23) NULL pointer dereference (CVE-ID: CVE-2024-41055)

CWE-ID: CWE-476 - NULL Pointer Dereference

CVSSv4: CVSS:4.0/AV:L/AC:L/AT:N/PR:L/UI:N/VC:N/VI:N/VA:H/SC:N/SI:N/SA:N/E:U/U:Clear


The vulnerability allows a local user to perform a denial of service (DoS) attack.

The vulnerability exists due to NULL pointer dereference within the include/linux/mmzone.h. A local user can perform a denial of service (DoS) attack.


24) Improper locking (CVE-ID: CVE-2024-41064)

CWE-ID: CWE-667 - Improper Locking

CVSSv4: CVSS:4.0/AV:L/AC:L/AT:N/PR:L/UI:N/VC:N/VI:N/VA:H/SC:N/SI:N/SA:N/E:U/U:Clear


The vulnerability allows a local user to perform a denial of service (DoS) attack.

The vulnerability exists due to improper locking within the eeh_pe_bus_get() function in arch/powerpc/kernel/eeh_pe.c. A local user can perform a denial of service (DoS) attack.


25) Memory leak (CVE-ID: CVE-2024-42152)

CWE-ID: CWE-401 - Missing release of memory after effective lifetime

CVSSv4: CVSS:4.0/AV:L/AC:L/AT:N/PR:L/UI:N/VC:N/VI:N/VA:H/SC:N/SI:N/SA:N/E:U/U:Clear


The vulnerability allows a local user to perform a denial of service (DoS) attack.

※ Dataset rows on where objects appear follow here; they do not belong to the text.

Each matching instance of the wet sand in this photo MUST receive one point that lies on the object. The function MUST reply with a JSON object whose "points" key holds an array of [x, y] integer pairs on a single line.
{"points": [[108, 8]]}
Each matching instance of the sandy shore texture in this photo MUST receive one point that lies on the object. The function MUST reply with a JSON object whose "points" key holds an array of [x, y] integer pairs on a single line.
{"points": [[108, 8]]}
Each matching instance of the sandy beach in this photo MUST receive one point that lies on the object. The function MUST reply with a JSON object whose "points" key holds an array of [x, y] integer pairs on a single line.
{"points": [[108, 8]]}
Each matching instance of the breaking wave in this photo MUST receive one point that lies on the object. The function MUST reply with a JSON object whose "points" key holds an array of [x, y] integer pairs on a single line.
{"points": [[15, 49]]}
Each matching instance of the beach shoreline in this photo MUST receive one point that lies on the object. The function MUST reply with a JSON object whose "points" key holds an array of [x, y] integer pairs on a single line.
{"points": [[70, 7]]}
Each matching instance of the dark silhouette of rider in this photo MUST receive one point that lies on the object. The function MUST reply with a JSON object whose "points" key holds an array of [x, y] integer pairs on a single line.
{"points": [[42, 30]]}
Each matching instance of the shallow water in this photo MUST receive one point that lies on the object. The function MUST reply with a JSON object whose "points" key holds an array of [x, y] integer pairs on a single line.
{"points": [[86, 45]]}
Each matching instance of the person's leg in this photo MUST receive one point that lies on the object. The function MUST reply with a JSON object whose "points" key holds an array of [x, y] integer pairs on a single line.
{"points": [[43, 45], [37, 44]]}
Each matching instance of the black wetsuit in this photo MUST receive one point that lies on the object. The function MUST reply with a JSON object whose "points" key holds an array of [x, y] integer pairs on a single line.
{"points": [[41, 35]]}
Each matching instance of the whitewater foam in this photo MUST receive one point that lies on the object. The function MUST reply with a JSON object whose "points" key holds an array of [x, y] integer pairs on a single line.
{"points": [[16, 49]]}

The vulnerability exists due to memory leak within the nvmet_sq_destroy() function in drivers/nvme/target/core.c. A local user can perform a denial of service (DoS) attack.


26) Improper access control (CVE-ID: CVE-2024-44082)

CWE-ID: CWE-284 - Improper Access Control

CVSSv4: CVSS:4.0/AV:N/AC:L/AT:N/PR:N/UI:A/VC:L/VI:N/VA:N/SC:N/SI:N/SA:N/E:U/U:Clear


The vulnerability allows a remote attacker to gain unauthorized access to otherwise restricted functionality.

The vulnerability exists due to improper access restrictions when handling images. A remote attacker can trick the victim into using a specially crafted image to gain access to sensitive information.


Remediation

Install update from vendor's website.